21 July 2005

‘IRA will not split’

Daily Ireland

By Conor McMorrow
c.mcmorrow@dailyireland.com

A leading Queen’s University academic and author of books on the IRA maintains that members of the Provisional movement will not defect to dissident groupings after the forthcoming IRA statement.
Professor Richard English said a positive statement would be truly historic and rank alongside Eamon de Valera’s moves in the 1920s.
In recent weeks, particularly around the Twelfth, there has been a marked increase in dissident republican activity across the North.
Daily Ireland revealed last week that the Continuity IRA was responsible for throwing blast bombs during the riots at Ardoyne shops in north Belfast on July 12.
However, Professor English, author of Armed Struggle: The History of the IRA, said: “When mainstream Irish republican organisations end their violence, there is always a danger that some of their former members will carry on violence in other groups, but the Provisional movement has been very successful at keeping republicans on side with its peace process initiatives, and I think the same will happen here,” he said.
“Some volunteers may defect but there will not be sufficient numbers or sufficient support to make dissident groups able to act at the kind of level at which the Provos used to operate militarily.”
Professor English added: “Any statement which genuinely signifies the end of the Provisional IRA violence will be truly historic.
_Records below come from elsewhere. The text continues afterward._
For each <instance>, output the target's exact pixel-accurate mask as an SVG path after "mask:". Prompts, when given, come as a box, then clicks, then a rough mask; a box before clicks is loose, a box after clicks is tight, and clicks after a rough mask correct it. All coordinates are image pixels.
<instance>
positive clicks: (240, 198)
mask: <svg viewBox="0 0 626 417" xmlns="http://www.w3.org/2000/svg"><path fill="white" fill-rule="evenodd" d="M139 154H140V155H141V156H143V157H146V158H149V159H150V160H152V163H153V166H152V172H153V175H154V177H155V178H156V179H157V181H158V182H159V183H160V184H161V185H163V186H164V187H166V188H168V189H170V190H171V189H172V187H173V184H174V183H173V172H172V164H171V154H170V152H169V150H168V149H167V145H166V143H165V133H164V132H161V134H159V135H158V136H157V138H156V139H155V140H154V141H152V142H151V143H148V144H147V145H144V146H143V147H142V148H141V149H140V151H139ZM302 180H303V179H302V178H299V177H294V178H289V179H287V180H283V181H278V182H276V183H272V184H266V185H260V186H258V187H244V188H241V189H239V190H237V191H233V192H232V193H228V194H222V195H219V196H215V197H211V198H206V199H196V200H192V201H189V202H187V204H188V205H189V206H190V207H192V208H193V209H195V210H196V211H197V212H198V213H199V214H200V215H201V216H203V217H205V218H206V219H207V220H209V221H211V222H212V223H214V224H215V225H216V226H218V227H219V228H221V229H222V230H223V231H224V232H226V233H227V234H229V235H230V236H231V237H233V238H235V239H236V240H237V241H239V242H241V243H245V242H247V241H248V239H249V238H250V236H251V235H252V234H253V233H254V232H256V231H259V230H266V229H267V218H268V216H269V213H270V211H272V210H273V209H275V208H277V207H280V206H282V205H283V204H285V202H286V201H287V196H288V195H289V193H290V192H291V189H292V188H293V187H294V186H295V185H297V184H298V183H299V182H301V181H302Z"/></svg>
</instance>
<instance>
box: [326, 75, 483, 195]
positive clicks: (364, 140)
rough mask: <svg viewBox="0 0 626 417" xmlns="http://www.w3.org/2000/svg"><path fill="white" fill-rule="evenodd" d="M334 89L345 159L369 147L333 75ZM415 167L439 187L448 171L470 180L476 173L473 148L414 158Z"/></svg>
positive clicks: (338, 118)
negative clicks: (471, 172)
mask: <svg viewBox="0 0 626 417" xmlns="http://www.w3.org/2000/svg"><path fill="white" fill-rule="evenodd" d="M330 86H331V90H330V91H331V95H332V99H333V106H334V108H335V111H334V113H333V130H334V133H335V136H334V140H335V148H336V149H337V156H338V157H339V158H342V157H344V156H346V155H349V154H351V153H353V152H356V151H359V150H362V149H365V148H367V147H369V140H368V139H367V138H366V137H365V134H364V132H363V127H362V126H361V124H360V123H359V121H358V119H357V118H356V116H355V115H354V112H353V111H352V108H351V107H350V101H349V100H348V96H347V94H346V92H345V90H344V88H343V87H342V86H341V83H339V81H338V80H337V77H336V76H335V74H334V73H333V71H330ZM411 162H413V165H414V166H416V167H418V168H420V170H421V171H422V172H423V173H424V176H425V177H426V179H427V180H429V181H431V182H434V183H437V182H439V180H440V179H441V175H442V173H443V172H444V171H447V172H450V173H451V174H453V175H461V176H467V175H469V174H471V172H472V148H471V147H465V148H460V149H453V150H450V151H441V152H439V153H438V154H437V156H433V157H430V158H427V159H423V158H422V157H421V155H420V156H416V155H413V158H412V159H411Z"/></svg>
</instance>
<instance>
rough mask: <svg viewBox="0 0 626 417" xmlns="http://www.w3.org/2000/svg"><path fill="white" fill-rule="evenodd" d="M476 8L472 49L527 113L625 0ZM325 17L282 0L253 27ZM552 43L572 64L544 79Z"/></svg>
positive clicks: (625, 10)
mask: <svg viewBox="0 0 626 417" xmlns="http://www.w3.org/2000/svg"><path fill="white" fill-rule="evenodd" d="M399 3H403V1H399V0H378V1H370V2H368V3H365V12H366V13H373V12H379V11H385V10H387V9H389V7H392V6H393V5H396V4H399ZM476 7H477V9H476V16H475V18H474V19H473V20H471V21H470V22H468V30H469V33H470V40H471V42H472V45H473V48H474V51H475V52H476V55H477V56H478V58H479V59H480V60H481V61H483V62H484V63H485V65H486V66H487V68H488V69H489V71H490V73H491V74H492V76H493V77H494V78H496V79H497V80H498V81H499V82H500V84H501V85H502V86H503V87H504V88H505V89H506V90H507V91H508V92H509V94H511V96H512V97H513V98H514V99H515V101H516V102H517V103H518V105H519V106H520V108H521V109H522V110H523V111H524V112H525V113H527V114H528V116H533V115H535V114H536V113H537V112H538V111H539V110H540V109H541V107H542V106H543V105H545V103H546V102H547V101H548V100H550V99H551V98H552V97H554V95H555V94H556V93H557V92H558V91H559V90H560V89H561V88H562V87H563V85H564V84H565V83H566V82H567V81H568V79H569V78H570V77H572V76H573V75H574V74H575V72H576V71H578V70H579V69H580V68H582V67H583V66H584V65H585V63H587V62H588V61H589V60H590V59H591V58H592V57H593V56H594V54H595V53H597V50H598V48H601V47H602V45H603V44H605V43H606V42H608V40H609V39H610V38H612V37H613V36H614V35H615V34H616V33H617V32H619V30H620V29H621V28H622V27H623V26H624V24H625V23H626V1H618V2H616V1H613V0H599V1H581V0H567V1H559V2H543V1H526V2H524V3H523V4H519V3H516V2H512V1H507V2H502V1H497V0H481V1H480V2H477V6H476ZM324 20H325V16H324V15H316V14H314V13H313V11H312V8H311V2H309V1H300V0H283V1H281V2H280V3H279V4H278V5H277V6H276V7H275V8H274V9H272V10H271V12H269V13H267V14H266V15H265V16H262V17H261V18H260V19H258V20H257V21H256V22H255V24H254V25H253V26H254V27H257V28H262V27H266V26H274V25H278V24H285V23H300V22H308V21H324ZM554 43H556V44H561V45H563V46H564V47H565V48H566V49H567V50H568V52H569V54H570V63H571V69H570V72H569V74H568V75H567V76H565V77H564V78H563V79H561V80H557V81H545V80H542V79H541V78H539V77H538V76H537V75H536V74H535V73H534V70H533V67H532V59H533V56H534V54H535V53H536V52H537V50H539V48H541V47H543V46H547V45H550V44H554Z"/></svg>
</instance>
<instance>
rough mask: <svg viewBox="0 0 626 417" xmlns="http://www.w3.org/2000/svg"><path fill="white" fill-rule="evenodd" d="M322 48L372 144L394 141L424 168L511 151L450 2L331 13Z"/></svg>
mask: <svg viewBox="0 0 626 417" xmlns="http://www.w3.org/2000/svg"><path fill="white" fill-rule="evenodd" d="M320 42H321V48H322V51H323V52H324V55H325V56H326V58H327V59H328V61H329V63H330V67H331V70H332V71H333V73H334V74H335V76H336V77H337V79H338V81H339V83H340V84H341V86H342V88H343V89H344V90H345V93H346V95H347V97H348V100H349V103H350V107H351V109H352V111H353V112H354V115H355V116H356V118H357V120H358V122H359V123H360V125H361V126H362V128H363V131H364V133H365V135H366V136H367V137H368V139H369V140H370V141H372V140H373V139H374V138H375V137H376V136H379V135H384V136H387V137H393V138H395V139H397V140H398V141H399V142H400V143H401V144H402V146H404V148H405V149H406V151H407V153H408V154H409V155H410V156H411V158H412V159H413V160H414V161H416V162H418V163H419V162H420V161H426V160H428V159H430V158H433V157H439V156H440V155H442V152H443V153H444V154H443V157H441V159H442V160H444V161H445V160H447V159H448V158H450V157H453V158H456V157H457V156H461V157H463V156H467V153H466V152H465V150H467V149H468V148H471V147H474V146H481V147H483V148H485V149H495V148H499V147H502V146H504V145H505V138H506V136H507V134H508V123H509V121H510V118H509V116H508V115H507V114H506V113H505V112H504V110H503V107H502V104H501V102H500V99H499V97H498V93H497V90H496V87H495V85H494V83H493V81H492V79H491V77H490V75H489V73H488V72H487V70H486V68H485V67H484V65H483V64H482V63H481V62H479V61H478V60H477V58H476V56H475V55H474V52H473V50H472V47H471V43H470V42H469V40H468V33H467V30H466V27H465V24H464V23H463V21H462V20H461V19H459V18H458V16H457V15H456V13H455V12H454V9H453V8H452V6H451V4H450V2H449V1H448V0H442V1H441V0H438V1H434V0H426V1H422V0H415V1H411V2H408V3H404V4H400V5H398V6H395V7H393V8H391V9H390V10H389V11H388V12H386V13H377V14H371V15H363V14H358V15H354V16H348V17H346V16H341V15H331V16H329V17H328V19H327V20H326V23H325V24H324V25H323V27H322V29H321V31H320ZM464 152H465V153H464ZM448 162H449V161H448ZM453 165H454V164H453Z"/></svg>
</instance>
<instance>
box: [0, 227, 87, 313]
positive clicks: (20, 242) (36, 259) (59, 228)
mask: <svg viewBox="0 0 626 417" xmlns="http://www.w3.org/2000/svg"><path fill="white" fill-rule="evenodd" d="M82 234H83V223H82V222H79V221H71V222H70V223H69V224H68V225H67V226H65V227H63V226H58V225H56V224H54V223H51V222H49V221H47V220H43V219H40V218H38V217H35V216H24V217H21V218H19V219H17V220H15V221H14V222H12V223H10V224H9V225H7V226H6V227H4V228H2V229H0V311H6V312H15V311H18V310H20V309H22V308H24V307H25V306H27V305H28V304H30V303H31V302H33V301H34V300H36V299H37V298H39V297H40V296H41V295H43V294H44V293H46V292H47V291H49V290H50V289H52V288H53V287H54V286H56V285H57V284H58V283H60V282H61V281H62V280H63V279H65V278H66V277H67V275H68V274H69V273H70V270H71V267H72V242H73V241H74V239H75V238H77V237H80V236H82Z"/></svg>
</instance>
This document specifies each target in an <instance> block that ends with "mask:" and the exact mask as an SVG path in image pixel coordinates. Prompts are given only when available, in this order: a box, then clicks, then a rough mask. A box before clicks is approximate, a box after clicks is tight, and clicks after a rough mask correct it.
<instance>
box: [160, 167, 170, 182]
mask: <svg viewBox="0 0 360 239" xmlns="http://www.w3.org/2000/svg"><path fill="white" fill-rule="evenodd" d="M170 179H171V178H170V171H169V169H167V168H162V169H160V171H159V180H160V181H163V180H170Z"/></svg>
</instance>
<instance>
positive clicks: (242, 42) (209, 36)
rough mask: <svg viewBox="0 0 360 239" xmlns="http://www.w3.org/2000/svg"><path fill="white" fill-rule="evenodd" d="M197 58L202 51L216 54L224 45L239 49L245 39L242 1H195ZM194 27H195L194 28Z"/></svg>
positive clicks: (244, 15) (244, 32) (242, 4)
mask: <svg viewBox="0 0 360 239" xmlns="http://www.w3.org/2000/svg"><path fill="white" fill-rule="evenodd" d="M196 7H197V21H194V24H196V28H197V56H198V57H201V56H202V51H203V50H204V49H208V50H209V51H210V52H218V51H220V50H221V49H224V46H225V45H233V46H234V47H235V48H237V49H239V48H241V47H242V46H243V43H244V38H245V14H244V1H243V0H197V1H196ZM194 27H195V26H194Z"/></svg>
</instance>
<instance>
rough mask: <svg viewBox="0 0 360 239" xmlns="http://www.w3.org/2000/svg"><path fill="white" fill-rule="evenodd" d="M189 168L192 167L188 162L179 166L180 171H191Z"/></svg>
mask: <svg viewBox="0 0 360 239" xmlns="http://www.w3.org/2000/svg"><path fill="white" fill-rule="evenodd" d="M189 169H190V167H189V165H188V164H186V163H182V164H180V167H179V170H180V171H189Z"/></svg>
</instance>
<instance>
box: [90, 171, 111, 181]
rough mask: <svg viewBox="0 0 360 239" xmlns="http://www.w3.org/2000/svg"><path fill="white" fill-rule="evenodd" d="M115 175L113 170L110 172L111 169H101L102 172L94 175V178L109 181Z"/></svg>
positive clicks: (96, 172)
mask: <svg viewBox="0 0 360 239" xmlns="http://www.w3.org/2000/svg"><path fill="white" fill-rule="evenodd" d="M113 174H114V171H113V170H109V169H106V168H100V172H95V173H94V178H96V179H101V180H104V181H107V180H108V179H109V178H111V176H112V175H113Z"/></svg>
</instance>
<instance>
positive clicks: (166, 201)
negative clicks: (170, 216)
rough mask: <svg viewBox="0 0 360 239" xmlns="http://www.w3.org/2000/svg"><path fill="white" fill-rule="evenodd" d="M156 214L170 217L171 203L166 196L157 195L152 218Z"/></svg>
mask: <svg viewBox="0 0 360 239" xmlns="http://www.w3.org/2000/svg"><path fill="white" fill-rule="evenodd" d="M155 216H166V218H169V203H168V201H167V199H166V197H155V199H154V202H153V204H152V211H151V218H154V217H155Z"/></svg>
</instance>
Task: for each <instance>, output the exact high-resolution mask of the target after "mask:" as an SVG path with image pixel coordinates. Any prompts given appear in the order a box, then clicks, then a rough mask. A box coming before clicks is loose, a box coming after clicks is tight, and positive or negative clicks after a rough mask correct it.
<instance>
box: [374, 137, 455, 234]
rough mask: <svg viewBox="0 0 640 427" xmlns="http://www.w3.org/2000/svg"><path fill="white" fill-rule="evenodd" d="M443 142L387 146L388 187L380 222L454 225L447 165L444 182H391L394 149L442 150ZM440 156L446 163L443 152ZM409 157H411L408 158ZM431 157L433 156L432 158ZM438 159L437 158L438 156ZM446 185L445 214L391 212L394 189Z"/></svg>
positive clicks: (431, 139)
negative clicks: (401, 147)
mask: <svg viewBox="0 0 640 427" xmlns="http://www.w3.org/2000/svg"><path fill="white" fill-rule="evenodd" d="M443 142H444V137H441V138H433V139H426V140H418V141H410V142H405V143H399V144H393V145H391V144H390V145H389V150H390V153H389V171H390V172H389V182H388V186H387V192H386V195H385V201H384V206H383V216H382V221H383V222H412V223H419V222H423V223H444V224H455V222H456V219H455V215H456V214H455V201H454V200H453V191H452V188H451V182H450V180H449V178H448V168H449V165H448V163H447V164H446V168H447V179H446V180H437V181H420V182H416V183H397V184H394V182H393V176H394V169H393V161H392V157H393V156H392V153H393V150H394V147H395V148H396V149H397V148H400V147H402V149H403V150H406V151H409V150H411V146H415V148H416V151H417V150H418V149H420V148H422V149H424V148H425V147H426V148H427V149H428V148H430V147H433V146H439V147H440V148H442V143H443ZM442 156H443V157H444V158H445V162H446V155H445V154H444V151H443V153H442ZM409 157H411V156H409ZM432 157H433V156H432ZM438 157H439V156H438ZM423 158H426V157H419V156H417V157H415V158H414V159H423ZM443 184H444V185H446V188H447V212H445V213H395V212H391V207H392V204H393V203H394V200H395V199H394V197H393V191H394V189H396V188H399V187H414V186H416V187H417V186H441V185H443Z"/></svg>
It will rank alongside the significance of the kind of move made by de Valera in the 1920s or the ceasefire declaration of 1994.
“What happens next has tended to fall just below what unionists want, and I suspect that — in the short term at least — that might happen again now. In other words, even a significant IRA statement might still leave us in political stalemate for the present.”
Professor English, who also wrote Ernie O’Malley: IRA Intellectual, said a positive statement from the IRA in the coming weeks would see republicanism move in a new direction.
“There’s no doubt that republicans have been able to achieve things after the ceasefires which they would not have achieved if the armed struggle was still ongoing. In this sense, republicanism has already gained much from the shift towards more conventional politics,” he said.
“For example, in terms of the kind of votes Sinn Féin now win, there have been great gains. A final ending of the IRA’s violence will allow for the further broadening of this support base, since there are many nationalists who would not vote for the political wing of a movement still killing 50 people a year who might well vote for a post-IRA Sinn Féin.”
The academic concluded: “International conditions are also worth considering. Just as the attacks of 9/11 hastened the IRA’s first decommissioning gesture, so the context after the recent London bombs tends to point serious political movements away from violence.”